There is much to admire in this play – none more so than the issues it raises: the poor educational deal many disabled children get as a result of chronic Government under-funding and the high costs many charities rack up that then eat into their income and reserves. Also, why are charities providing the help and assistance that should be available from the state as a basic right. And, probably most important of all, why in Number 93’s case, is a disability charity primarily peopled by white employees without a trace of a disability among them.
The fact that Page has spent a lot of time working in the voluntary sector permeates through the script.
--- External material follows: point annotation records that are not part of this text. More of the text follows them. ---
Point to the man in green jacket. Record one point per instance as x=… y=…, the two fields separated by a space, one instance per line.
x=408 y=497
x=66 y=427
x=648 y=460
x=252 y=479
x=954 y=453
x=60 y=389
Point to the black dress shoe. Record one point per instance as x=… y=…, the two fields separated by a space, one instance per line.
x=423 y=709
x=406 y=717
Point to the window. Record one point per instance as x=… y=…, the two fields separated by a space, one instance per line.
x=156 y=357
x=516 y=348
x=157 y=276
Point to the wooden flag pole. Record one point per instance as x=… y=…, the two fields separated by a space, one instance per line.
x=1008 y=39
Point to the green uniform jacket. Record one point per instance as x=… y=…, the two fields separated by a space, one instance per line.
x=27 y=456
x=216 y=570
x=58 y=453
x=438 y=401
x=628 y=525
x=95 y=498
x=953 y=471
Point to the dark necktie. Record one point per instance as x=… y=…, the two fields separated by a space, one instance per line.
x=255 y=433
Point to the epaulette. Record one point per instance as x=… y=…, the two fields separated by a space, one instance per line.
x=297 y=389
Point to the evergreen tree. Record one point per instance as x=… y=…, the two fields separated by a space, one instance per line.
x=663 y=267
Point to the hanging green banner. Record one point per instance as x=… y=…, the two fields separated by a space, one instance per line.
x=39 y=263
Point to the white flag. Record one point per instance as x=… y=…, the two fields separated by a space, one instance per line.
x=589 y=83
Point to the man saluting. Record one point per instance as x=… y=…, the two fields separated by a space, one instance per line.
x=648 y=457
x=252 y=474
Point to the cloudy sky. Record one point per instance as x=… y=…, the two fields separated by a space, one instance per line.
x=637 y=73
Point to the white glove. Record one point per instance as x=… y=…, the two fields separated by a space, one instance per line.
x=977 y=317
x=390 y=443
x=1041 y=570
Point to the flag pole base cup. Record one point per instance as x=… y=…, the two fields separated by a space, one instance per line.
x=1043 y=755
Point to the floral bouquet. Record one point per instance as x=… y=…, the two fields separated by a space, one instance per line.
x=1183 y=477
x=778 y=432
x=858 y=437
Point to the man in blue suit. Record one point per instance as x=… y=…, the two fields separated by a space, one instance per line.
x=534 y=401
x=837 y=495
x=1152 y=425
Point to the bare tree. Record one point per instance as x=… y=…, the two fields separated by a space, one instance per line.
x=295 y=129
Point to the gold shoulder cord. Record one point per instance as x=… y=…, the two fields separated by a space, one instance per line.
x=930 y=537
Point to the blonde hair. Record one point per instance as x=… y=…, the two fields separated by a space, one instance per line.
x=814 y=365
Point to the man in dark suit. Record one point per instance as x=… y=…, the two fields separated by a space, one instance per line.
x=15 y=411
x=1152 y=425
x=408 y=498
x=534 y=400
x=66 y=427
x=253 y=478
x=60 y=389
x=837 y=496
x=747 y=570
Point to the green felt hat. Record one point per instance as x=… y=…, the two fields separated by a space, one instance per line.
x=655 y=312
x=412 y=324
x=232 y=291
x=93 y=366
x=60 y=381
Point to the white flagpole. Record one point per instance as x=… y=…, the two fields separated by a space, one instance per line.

It’s sensitive and informed script-writing, but with a coating of warts and all. The ending shows where he nails his colours.
Palmer shines, both as a sympathetic MP with his financial hands tied behind his back, and as former rock star (and past donor) Jez Holding who has obviously taken too many drugs in his debauched past. He seems on a different planet to the rest of us.
Originally due to run in March 2020 before Covid struck, Charity Case deserves more than the one week airing it is receiving at the intimate Drayton Arms Theatre in London’s Chelsea. With a little smoothing of the edges, it could match the success of Page’s and Bau’s Checkpoint Chana that received widespread acclaim at the nearby Finborough Theatre in 2018.
The play runs until November 20. Grab a pint or a glass of fizz beforehand at the bar, go upstairs to the theatre and enjoy.